В начале XXI века мы de facto пришли к тому же законосовещательному органу народного представительства, именуемому Государственной думой, который уже существовал в начале XX века, причём de jure. Паллиатив, эрзац, разумеется, всегда хуже оригинала, но за отсутствием оригинала и паллиатив может пригодиться.

Ирония истории заключается в том, что именно питерские, при всём их искреннем идейном западничестве, вместе с бывшими сотрудниками знаменитых олигархических групп стали разрушителями либерально-демократических мифов и могильщиками очередного проекта "вестернизации" нашей русской Срединной империи. И именно они начали претворение в жизнь другого вполне реформаторского проекта — построения нового русского государства с нашей, срединной (и московской, и петербургской) спецификой[5].

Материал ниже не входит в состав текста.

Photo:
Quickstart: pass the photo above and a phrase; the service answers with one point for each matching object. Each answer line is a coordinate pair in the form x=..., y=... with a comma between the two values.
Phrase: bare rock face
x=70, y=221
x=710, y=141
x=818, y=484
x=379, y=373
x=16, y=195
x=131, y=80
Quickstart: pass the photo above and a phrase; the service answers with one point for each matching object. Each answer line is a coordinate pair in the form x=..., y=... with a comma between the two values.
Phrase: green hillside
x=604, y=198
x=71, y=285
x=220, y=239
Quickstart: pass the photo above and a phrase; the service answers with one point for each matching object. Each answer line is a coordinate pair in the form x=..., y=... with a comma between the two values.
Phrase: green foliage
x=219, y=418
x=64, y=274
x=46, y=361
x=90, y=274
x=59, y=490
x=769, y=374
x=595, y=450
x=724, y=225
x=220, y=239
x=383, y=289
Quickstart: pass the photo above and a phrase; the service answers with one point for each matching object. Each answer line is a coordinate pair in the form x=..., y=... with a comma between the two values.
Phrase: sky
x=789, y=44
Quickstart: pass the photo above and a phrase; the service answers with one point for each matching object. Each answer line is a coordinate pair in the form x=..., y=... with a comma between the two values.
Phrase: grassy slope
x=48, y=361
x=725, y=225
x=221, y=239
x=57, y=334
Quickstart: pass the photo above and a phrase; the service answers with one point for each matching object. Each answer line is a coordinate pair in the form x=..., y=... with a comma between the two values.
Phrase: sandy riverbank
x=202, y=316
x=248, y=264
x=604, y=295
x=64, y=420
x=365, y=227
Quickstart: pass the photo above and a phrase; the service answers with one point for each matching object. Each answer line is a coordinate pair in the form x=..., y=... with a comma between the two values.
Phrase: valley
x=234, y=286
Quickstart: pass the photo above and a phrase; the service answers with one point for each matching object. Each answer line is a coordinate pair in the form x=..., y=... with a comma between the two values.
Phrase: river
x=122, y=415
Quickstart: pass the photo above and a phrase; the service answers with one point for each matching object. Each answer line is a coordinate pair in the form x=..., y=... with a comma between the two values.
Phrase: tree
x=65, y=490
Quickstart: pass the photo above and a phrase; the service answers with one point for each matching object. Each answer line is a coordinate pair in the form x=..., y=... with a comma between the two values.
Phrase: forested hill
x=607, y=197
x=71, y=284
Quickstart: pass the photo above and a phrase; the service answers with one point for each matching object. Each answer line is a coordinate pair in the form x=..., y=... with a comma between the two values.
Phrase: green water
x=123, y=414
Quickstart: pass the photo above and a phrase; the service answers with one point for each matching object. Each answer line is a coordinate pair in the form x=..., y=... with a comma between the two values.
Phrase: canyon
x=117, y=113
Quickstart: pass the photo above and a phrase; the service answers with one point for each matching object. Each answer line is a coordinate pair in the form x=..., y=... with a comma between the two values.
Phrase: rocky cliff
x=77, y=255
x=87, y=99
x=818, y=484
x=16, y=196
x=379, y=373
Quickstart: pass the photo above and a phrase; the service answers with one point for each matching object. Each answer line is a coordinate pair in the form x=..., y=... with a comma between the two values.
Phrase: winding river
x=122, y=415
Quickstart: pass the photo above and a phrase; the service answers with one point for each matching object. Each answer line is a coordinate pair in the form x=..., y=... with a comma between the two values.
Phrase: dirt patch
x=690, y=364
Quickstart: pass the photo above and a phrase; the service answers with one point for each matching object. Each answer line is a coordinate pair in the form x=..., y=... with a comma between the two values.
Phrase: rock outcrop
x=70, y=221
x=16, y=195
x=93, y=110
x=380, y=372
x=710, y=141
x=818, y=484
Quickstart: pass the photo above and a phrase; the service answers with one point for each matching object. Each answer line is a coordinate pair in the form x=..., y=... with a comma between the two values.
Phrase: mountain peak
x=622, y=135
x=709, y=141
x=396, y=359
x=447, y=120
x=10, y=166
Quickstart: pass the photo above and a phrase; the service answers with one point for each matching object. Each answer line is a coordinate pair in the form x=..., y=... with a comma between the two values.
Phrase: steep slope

Ибо за всеми странностями парламентских выборов, превращаемых почему-то в "неформальный плебисцит" (хотя никто не запрещал провести одновременно и выборы, и формальный плебисцит), нельзя не видеть медленного и неуклюжего, но — возвращения страны к исторически привычной и естественной для неё государственной и политической традиции, сочетающей суровую решимость верховной власти брать на себя принятие окончательных решений по всем ключевым вопросам с необходимостью предварительного обсуждения этих вопросов народными представителями.

 

Московские новости, 5.12.07



[1] Идеология т.н. «правительства РФ» вполне определена - это приватизация власти и ликвидация российской государственности (прим. ред. ЗЛ).

[2] В авторской версии: советская.

[3] Можно прибавить и «должностную власть», возникшую из института высшего должностного лица РФ, согласно Конституции не входящего ни в одни из «ветвей» государственной власти - ни в законодательную, ни в исполнительную, ни в судебную.

[4] Речь идет не о государстве. а о государственной власти.

[5] Вопрос - кто кого тащит: русские закономерности принуждают власть или власть насилует русские закономерности?